Contributing to the scene are fog, hoarfrost, snow clumps on vegetation, sun elevation, and the degree to which the sky is overcast. I would suggest that shooting the same subject under any of these conditions would produce images that would impact the viewer in multiple ways.

The Van Wert County’s Historical Museum’s iron fence and gate along Third Street.

When your subject is the snow, look for how large flakes make it sparkle, or how the wind has shaped it. Low weeds may also mark the snow with interesting lines. Go when the sun is lower to see more enhancing shadows and find situations that reveal the depth of the snow.

If your subject is an object that is in snow or has snow on it, look for surfaces that will contrast with the snow such as old fences, barns, trees, bridges, farm machinery, weathered surfaces, weeds, or pine cones. Streams or other bodies of water that still have some open areas can offer contrasts also. Look, too, for brightly painted buildings in snowy conditions for an interesting image.

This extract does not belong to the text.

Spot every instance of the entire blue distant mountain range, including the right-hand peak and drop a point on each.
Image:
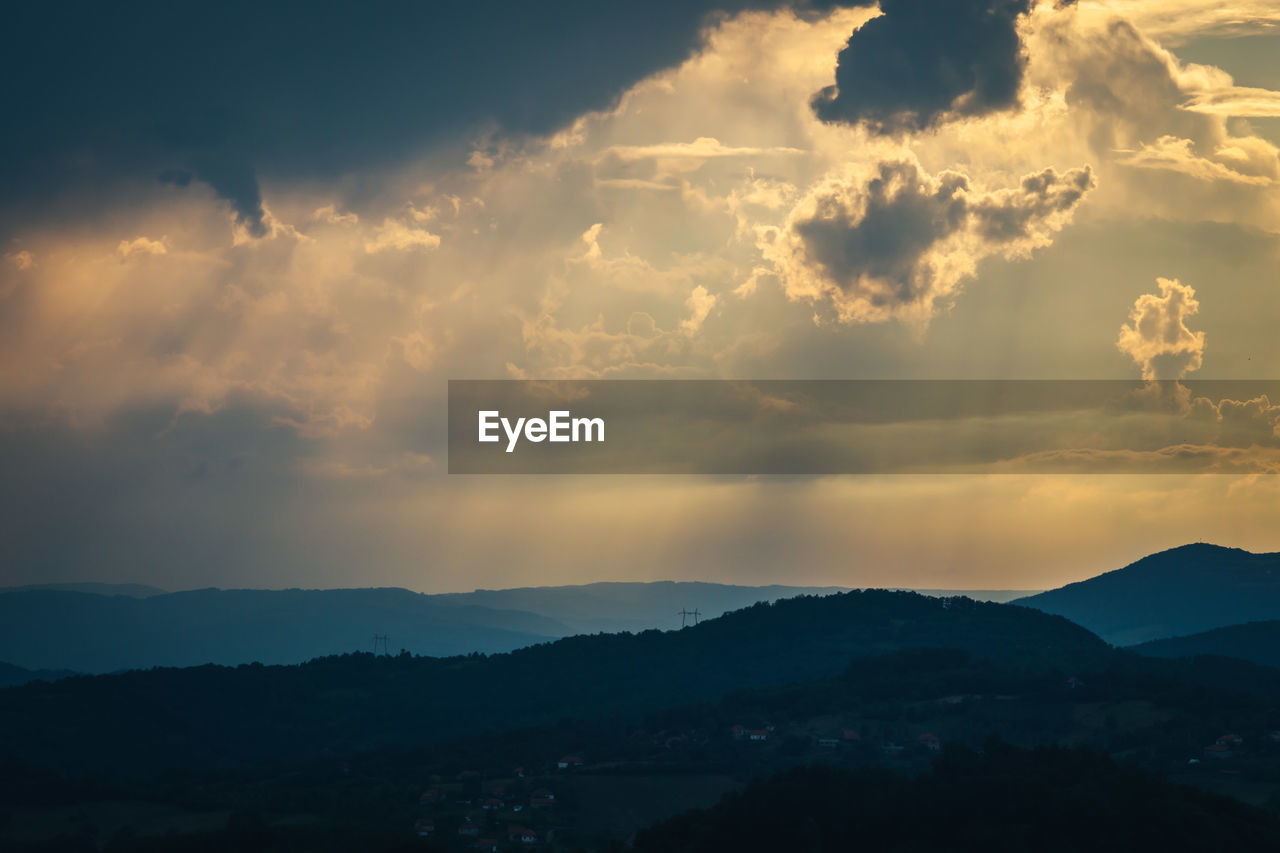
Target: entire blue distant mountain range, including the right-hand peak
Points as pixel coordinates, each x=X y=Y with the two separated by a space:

Try to keep your camera cool, so it doesn’t fog up when you’re ready to shoot. A tripod is optional on this trip because you’ll probably have enough light. Take some test shots first. You may have to open the lens for more accurate exposure and change your white balance to more closely match the snow.  A polarizing filter can improve the scene. Keep yourself and extra batteries warm. Park your car where it isn’t a traffic problem. Smiley Park, Hiestand Woods Park, Camp Clay, and the reservoirs would be some good starting points.

Check the weather forecast before you start so you can avoid bitter wind chills or frostbite.  Your health is worth more than an exceptional photo.